Thames has coached in the Yankees system since 2013, with one year each as hitting coach at Single A, Double A and Triple A. In 2016, he was named the Yankees’ assistant hitting coach, and in 2018, he was promoted to the head hitting coach.
He played in the major leagues from 2002-11, mostly with the Tigers. He also had two brief stints with his original team, the Yankees, and short stays with the Texas Rangers and Los Angeles Dodgers. He was a 30th-round draft pick by the Yankees in 1996.

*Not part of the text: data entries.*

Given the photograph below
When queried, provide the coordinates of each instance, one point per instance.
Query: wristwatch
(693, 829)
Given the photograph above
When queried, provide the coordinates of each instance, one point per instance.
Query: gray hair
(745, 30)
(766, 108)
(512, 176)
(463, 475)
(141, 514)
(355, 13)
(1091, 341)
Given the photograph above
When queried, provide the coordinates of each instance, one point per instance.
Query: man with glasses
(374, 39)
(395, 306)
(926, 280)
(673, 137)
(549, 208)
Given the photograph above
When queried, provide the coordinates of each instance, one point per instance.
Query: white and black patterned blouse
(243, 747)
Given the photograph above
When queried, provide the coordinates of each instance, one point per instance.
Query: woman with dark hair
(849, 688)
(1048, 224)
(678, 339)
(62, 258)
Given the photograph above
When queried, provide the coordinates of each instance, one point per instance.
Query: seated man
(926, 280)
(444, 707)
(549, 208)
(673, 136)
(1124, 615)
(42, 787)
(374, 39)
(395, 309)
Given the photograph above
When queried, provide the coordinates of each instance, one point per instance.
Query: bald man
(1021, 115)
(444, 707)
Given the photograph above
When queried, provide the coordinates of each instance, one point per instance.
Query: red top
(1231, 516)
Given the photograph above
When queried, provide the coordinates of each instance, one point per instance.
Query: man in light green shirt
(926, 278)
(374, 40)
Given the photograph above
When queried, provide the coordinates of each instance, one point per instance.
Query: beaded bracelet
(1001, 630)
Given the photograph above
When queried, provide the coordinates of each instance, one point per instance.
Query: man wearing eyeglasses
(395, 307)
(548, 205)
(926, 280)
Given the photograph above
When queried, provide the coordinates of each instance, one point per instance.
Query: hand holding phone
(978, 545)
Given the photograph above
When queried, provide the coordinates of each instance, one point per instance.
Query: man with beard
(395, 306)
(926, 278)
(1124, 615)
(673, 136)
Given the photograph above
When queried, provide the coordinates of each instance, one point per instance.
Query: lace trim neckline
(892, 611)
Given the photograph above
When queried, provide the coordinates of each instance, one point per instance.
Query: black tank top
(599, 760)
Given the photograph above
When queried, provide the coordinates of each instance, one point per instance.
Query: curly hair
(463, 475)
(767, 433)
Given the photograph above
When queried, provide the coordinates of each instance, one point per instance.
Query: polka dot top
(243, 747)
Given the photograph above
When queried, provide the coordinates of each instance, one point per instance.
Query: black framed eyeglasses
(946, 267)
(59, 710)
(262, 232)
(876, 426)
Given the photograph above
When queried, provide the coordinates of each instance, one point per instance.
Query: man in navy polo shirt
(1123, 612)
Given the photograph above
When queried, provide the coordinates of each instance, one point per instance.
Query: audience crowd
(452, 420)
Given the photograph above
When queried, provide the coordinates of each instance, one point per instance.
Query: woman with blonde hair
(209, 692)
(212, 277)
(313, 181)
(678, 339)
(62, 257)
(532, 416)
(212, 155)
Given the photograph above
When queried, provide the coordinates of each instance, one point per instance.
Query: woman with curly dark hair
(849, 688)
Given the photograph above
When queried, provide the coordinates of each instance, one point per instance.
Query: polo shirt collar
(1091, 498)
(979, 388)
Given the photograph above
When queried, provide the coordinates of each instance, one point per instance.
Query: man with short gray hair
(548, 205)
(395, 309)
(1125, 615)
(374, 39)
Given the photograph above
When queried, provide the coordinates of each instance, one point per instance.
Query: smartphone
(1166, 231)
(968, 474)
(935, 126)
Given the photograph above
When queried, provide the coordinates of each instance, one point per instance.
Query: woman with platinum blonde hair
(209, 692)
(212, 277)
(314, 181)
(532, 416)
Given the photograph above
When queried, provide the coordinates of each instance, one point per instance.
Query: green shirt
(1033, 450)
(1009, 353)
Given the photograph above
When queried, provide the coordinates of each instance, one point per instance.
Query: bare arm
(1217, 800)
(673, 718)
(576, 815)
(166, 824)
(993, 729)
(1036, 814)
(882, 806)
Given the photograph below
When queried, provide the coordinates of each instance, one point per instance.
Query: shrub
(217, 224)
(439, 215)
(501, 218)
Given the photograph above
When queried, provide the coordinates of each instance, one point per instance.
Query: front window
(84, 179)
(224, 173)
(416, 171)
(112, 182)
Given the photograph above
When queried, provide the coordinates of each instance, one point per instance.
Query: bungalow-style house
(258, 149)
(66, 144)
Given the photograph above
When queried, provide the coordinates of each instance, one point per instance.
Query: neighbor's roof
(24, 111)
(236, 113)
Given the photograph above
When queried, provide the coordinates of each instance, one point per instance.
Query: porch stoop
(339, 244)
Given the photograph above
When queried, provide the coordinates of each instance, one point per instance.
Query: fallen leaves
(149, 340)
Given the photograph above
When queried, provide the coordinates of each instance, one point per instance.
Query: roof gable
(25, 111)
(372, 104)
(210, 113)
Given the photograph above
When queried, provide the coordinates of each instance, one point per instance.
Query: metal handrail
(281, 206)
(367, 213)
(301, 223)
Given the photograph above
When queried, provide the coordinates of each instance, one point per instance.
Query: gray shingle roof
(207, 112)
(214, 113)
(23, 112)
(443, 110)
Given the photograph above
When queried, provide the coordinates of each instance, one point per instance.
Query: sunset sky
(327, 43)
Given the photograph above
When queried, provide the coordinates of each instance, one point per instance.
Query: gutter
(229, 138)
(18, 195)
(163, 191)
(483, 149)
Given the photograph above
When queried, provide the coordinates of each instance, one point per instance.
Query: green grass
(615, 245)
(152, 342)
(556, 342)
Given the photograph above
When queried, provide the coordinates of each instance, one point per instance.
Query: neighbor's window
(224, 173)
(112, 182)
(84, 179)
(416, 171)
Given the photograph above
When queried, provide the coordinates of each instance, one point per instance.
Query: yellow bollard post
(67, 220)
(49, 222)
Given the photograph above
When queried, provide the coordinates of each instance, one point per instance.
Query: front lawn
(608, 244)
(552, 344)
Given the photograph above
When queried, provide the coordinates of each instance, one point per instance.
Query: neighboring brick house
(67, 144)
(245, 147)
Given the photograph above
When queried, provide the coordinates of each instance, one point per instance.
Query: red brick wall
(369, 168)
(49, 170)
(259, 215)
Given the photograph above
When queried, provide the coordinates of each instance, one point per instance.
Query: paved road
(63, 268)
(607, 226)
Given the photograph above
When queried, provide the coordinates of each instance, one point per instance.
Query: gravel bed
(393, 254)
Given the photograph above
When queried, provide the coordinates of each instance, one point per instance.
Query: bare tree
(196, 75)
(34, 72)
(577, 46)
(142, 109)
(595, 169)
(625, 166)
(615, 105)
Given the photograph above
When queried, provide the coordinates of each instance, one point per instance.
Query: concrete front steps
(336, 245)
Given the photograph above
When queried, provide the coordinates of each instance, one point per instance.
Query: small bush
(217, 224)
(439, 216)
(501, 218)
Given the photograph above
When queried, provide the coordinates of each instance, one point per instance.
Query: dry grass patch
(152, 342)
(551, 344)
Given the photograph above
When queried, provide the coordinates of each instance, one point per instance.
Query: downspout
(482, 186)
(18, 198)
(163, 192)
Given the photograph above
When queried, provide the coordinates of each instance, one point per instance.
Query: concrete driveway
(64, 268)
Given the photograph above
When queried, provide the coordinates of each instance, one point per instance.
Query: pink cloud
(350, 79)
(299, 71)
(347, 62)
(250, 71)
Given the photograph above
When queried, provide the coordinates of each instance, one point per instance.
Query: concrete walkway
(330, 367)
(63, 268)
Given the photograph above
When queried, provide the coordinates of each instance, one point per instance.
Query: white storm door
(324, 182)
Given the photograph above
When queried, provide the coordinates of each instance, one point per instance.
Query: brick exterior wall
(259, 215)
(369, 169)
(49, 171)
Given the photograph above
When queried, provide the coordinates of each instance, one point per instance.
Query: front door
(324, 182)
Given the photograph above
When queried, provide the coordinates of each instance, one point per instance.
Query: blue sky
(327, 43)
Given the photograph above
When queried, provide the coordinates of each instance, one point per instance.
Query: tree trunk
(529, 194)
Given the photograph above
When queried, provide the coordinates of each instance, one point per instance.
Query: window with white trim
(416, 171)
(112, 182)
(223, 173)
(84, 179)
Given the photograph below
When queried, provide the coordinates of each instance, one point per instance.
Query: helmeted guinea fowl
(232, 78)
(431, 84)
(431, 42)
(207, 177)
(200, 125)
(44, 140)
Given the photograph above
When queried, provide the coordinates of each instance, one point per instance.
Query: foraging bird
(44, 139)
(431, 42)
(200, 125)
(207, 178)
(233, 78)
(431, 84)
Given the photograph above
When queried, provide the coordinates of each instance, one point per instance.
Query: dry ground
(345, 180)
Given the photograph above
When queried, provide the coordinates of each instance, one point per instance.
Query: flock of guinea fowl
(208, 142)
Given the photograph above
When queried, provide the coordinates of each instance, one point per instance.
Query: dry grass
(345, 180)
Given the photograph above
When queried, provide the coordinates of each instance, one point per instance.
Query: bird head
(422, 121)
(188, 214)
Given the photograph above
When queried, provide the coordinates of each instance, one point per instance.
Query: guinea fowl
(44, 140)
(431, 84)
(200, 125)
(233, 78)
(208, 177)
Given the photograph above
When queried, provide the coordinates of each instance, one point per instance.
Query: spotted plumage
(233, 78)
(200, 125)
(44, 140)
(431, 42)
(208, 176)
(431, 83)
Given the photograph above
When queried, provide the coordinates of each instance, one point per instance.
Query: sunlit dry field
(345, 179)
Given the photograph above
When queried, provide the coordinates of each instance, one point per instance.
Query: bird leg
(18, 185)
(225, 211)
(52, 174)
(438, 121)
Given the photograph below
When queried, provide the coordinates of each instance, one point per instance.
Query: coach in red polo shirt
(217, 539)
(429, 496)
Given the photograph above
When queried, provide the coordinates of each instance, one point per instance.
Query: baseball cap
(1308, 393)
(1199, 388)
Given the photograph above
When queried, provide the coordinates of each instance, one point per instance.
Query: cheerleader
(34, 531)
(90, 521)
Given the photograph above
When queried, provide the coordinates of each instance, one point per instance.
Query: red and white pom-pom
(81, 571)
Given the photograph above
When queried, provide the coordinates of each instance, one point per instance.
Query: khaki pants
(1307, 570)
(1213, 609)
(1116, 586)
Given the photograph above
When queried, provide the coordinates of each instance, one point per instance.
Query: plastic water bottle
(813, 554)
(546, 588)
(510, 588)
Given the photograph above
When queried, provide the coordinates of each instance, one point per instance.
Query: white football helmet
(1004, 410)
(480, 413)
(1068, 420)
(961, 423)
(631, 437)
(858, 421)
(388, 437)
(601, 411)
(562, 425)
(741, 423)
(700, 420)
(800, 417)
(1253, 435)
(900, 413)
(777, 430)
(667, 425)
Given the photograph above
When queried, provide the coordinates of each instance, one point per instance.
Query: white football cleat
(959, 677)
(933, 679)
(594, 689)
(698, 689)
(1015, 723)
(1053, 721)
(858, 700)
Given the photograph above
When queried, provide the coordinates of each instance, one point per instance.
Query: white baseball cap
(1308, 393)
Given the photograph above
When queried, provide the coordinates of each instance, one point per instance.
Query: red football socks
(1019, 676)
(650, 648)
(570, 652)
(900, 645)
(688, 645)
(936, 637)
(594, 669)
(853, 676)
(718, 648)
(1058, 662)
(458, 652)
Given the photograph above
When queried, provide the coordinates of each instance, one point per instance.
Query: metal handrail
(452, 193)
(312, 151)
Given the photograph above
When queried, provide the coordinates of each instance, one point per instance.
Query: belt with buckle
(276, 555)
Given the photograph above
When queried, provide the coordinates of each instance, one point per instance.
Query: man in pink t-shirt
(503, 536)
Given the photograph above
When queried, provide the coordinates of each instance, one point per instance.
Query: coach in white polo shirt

For his career, he had 115 home runs and 301 RBIs, and played mostly left field and designated hitter. Twice, in 2006 and 2008 with the Tigers, he had more than 20 home runs. His power was the origin of former TV broadcaster Rod Allen’s “country strong” catchphrase.
Thames was pretty much universally well-liked in Detroit, and is cited as a good communicator. On this year’s Yankees team, DJ LeMahieu (Birmingham Brother Rice) won his second batting title after hitting .364, and Luke Voit led the majors with 22 home runs.
While Thames doesn’t have managerial experience, he has far more experience in the dugout than the last Tigers first-time manager, Brad Ausmus, who was in Detroit from 2014-17. Avila has previously said he will consider anybody with coaching experience, even if they don’t have managerial experience.
There have been reports the Tigers also plan to consider another former Tiger, Don Kelly, 40, who is the bench coach of the Pittsburgh Pirates. Other former Tigers on the radar include George Lombard, 45, the first-base coach for the Dodgers, and Vance Wilson, 47, the third-base coach for the Kansas City Royals.
Gardenhire, 62, managed the Tigers for nearly three full seasons, retiring late in the shortened 2020 season, citing health concerns. Lloyd McClendon is the interim manager, and also is expected to be a candidate for the full-time job. He also was a candidate after Jim Leyland retired and after Ausmus was fired.